Больше всего мне не хотелось одалживать у нее деньги. Мой бюджет секретарши и так представлял собой живую иллюстрацию к басне Крылова «Тришкин кафтан». А теперь придется и новые чулки покупать…
— Я не могу тратить такие деньги ради забавы, на какую-то шарлатанку.
— Валерка пусть платит…
— Ты же знаешь, он не дает мне денег.
— Слушай сюда. — Остановившись, Танька тряхнула меня за руку. — Если все, что мне рассказывали про эту тетку, правда, то после визита к ней Валерка сам отдаст тебе последнюю рубашку.
— А если неправда?
— Тогда я ей не заплачу. Я что, лошиха какая-то? Раз уж тетка дерет с клиентов такие жуткие бабки, пусть вначале докажет нам, что она настоящая ведьма!
Протащив меня через последние несколько ступенек, Танька решительно выставила вперед указательный палец и направила его, как копье, в кнопку звонка.
— Дзи-инь, дзи-инь, дзи-инь… — прозвенела трехзначная трель.
Дверь медленно открылась — на пороге стоял огромный черный ньюфаундленд размером с солидного медведя.
Мы опасливо уставились на него. Пес деловито гавкнул и, оглядываясь на нас, потрусил сквозь холл, явно приглашая гостей за собой.
— Пошли, — после секундного размышления приказала Танька, увлекая меня в прихожую.
Дверь за нами резко захлопнулась, защелкнувшись на замок. Я вздрогнула от испуга, Танька нервно чертыхнулась.
— Гав, га-ав! — поторопил нас лохматый дворецкий.
— Рэтт, веди их сюда, — послышался голос из глубины квартиры.
Следуя за собакой, мы прошли по длинному коридору и оказались в плохо освещенной комнате с зашторенными окнами и горящим камином. Возле него стояли два кресла и маленький столик.
Больше ничего загадочного я разглядеть в обстановке не успела, пораженная тривиальным обличьем ее хозяйки. Стоя на коленях у огня, она помешивала угли кочергой и сейчас обернулась к нам.

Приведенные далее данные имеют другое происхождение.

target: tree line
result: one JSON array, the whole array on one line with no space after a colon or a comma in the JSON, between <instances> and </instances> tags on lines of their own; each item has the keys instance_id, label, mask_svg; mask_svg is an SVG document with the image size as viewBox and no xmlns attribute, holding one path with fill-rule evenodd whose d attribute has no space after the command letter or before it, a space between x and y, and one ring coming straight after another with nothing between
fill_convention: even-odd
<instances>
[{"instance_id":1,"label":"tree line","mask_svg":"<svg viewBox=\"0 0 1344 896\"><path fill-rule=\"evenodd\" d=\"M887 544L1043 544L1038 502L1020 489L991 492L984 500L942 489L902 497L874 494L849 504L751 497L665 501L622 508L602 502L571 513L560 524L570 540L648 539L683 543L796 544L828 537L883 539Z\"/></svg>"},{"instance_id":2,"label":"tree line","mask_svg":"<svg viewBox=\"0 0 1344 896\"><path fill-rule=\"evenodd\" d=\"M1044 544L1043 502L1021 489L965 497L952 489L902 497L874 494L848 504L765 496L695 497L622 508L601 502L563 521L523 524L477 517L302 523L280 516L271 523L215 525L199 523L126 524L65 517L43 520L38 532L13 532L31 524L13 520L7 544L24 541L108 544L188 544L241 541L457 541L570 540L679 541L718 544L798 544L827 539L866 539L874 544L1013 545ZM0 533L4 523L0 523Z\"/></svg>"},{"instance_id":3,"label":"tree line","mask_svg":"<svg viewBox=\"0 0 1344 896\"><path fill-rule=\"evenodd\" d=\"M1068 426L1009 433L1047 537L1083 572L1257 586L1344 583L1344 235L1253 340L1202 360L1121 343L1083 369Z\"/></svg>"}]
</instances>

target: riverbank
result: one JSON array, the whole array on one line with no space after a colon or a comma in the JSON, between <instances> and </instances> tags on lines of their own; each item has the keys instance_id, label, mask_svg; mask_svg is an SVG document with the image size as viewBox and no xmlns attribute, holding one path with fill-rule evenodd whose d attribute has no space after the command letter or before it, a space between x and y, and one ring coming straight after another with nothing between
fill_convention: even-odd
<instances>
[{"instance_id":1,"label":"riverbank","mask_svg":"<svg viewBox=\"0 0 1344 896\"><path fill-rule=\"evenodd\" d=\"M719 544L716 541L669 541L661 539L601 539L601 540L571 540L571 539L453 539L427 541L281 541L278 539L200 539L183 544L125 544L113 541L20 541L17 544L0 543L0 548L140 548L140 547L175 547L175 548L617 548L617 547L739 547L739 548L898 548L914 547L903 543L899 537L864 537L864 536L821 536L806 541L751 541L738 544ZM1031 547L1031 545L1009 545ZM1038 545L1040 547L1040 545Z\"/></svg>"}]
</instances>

Вид у нее был скорее равнодушный, чем гостеприимный.
— Вы — Иванна Карамазова? — осведомилась Таня.
— Я Иванна Карамазова.
— Та самая ведьма? — Голос подруги звучал подозрительно.
Тот же вопрос готова была задать и я Худая темноволосая девушка в черной шелковой шапочке на макушке казалась чересчур молоденькой — моложе нас с Танькой.
— Да, я ведьма. Садитесь. Вон, возьмите кресло у окна…
Она встала, отряхивая пыль с подола черного халата. Было видно: ни внезапный визит клиентов, ни мои босые ноги, ни наш скептицизм не вызвали у нее ничего, кроме скуки. Самоуверенная девица. Даже слишком.
Танька притащила себе кресло-качалку и умостила его рядом с камином. Я села в одно из кресел, девица лениво развалилась напротив. Мы с подругой невольно переглянулись, одновременно задавая себе второй вопрос: «И этой пигалице мы должны платить такие деньжищи?»